Dimanche 1er septembre, 1500 manifestants sans papiers, surtout de Seine-Saint-Denis, se sont regroupés place du Trocadéro, au parvis des Droits-de-l'Homme, pour réclamer leur régularisation. Samedi 31 août au soir, dans un foyer africain de la rue de Charonne à Paris, devant quelques centaines de sans-papiers réunis, un représentant parisien de la Coordination nationale avait annoncé que, lundi matin 2 septembre, des inscriptions seraient prises à la Bourse du travail de Paris, rue Charlot... Et le lundi 2, par le bouche à oreille, sans les médias, 4 000 sans-papiers, les premiers venus dès 5 heures du matin, se sont effectivement rassemblés rue Charlot, beaucoup pensant d'ailleurs qu'en se présentant là, avec leurs papiers, ils allaient être régularisés !
Les quelques membres de la Coordination présents étant complètement dépassés, ce sont des dizaines de militants CGT et SUD mobilisés dans l'urgence qui ont assuré l'accueil et les inscriptions d'une partie de ces milliers de demandeurs, tandis que dans la rue des dizaines de CRS, mobilisés aussi dans l'urgence, canalisaient la foule.
Cet épisode montre les illusions qui règnent actuellement dans la communauté des travailleurs clandestins, mais aussi leur réactivité et leur désespoir.

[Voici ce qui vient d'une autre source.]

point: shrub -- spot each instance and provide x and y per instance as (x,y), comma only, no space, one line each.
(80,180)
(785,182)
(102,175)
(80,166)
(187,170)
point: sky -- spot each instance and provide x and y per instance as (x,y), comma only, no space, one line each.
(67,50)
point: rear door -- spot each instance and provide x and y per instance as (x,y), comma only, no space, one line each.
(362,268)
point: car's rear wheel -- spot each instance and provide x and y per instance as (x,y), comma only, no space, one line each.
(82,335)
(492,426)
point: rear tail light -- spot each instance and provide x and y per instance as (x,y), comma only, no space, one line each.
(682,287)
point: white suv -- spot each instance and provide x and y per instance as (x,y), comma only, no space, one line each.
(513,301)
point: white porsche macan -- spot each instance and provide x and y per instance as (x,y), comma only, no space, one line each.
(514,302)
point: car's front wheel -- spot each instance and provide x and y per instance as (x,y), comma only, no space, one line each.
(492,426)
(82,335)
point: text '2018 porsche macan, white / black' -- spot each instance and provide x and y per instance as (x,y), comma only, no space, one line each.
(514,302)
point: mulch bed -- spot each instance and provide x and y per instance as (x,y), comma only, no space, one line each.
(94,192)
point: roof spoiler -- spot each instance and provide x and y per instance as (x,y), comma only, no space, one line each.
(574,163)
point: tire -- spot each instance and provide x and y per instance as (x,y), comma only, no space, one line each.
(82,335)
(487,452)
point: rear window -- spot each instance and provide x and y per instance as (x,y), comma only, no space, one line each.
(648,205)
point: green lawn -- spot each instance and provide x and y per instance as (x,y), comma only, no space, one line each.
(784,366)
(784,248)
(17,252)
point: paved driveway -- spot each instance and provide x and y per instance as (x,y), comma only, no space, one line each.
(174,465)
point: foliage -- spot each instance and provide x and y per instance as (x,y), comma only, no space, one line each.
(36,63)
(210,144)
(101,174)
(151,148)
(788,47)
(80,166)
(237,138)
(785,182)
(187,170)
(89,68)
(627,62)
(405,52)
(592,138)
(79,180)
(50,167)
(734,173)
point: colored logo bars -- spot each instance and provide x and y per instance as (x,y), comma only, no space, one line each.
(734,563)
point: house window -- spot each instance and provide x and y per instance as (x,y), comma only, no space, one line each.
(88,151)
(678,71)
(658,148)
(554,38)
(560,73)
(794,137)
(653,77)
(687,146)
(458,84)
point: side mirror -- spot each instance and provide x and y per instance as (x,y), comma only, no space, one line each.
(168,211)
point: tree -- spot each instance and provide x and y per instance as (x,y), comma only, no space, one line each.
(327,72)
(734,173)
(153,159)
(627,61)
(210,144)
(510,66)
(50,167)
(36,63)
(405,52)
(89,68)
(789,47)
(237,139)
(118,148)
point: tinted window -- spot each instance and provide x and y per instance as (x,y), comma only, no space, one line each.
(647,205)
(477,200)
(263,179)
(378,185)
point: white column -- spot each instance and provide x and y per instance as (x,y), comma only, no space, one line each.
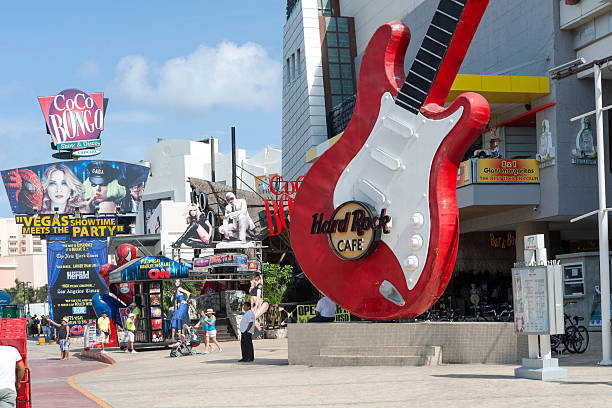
(604,255)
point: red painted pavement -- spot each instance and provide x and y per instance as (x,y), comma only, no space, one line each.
(50,386)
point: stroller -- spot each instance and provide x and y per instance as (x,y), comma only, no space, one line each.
(185,346)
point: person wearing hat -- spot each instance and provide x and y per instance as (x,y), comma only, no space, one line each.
(104,327)
(208,320)
(63,337)
(133,178)
(130,326)
(236,220)
(102,189)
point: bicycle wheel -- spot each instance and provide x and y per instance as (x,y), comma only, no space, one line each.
(581,339)
(568,339)
(555,342)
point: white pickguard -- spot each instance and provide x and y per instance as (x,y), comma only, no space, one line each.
(392,171)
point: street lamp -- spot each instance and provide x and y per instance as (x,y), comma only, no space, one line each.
(564,71)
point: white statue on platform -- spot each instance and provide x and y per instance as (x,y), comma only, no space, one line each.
(237,220)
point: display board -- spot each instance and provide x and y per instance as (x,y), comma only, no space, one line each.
(305,312)
(73,266)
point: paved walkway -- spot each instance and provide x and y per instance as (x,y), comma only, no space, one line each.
(152,379)
(50,377)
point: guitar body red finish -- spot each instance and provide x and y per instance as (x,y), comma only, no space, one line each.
(356,285)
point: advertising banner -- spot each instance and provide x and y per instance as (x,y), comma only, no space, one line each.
(73,266)
(305,312)
(86,186)
(464,175)
(507,171)
(152,268)
(74,118)
(49,224)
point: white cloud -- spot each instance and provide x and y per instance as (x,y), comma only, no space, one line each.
(229,75)
(131,117)
(89,69)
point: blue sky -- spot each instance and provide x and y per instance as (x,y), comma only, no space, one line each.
(187,69)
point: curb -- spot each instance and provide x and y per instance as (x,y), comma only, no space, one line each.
(96,355)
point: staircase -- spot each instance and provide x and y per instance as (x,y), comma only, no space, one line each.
(338,356)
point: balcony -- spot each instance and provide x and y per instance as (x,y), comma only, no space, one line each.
(498,182)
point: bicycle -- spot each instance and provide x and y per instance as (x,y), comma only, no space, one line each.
(576,337)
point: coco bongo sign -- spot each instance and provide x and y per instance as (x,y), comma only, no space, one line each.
(353,230)
(74,118)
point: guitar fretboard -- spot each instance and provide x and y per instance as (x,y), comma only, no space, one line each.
(425,67)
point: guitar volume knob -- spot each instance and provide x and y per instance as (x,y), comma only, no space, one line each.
(411,263)
(417,220)
(417,242)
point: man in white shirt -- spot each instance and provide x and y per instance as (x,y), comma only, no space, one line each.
(246,338)
(325,311)
(12,371)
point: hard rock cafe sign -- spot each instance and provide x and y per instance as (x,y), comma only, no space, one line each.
(354,229)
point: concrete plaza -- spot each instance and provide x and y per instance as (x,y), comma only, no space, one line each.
(153,379)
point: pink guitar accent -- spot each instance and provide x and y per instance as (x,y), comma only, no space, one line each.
(401,153)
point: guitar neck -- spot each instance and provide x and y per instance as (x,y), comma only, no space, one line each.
(431,55)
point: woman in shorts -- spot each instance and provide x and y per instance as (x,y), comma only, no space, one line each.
(63,337)
(211,332)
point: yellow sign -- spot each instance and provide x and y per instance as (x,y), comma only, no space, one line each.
(508,171)
(305,312)
(51,224)
(464,175)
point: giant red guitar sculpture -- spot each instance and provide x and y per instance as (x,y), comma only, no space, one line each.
(401,153)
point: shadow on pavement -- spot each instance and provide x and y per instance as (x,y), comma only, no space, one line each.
(258,361)
(479,376)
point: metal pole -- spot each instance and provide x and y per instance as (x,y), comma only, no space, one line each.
(234,160)
(604,254)
(212,159)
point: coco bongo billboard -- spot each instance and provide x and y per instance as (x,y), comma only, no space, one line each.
(74,118)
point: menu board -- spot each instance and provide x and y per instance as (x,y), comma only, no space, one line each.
(529,288)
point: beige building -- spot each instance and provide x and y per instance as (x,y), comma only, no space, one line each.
(22,257)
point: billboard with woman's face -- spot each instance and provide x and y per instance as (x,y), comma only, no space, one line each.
(87,186)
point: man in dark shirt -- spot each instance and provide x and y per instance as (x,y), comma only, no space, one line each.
(63,337)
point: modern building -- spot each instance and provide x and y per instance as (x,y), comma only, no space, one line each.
(22,256)
(508,62)
(173,162)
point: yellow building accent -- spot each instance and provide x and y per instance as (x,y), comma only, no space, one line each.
(495,88)
(501,88)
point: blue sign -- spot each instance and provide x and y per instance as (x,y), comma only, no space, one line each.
(5,298)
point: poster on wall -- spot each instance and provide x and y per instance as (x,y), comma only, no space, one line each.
(529,289)
(73,266)
(85,186)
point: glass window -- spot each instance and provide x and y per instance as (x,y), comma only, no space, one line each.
(345,55)
(332,55)
(336,87)
(343,40)
(347,87)
(332,40)
(330,24)
(325,7)
(573,280)
(347,71)
(334,71)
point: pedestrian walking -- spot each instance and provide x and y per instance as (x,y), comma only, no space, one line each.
(247,328)
(104,327)
(325,311)
(12,370)
(211,332)
(63,337)
(130,325)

Chaque jour, au moins jusqu'au 15 septembre, à 15 heures, une manifestation et un dépôt de liste de noms doivent se dérouler devant chaque préfecture des départements d'Ile-de-France. Mardi 3 septembre, la première avait lieu place du Châtelet, pour Paris ; 1500 personnes y ont participé et une délégation a été reçue à la préfecture.
Dans le seul département de Seine-Saint-Denis, les sans-papiers seraient aujourd'hui au nombre de 25 000 à 50 000, et au total, en France, ils seraient plusieurs centaines de milliers. Autant d'hommes et de femmes qui n'existent pas pour les préfectures... Mais qui existent et travaillent dans les usines, sur les chantiers du bâtiment, dans les services de nettoyage et d'entretien, dans les ateliers de confection ou dans la restauration. Autant de travailleurs et leurs familles qui sont livrés aux pires exploitations, aux pires mafias.
Les lois Pasqua-Debré et Chevènement sont des lois antiouvrières et anti-immigrés qui devraient être immédiatement abrogées. En attendant, tous les travailleurs sans papiers doivent avoir le droit de vivre normalement ici et donc d'être régularisés. Aujourd'hui, ce que les travailleurs sans papiers n'ont pas obtenu de cinq ans de gauche au pouvoir, ils pourront peut-être, si leur mobilisation s'étend, l'imposer en tout ou partie à Raffarin et Sarkozy. C'est ce qu'il faut souhaiter.
Pour le moment, le gouvernement répète qu'il n'est pas question de régularisations massives et que le cas par cas restera la règle en appliquant les lois actuelles. Le 27 août, lors de la manifestation au ministère de l'Intérieur, la Coordination de Seine-Saint-Denis avait déposé 1150 dossiers et noms de demandeurs de régularisation. Le préfet du département doit maintenant donner des réponses. Le représentant du ministère avait dit qu'il serait plus humain, plus souple... On va voir combien de dossiers seront acceptés. Mais il est certain que, pour imposer la régularisation de tous les sans-papiers, leur mobilisation doit s'étendre, et le soutien de tous les travailleurs conscients, ici en France, doit se développer.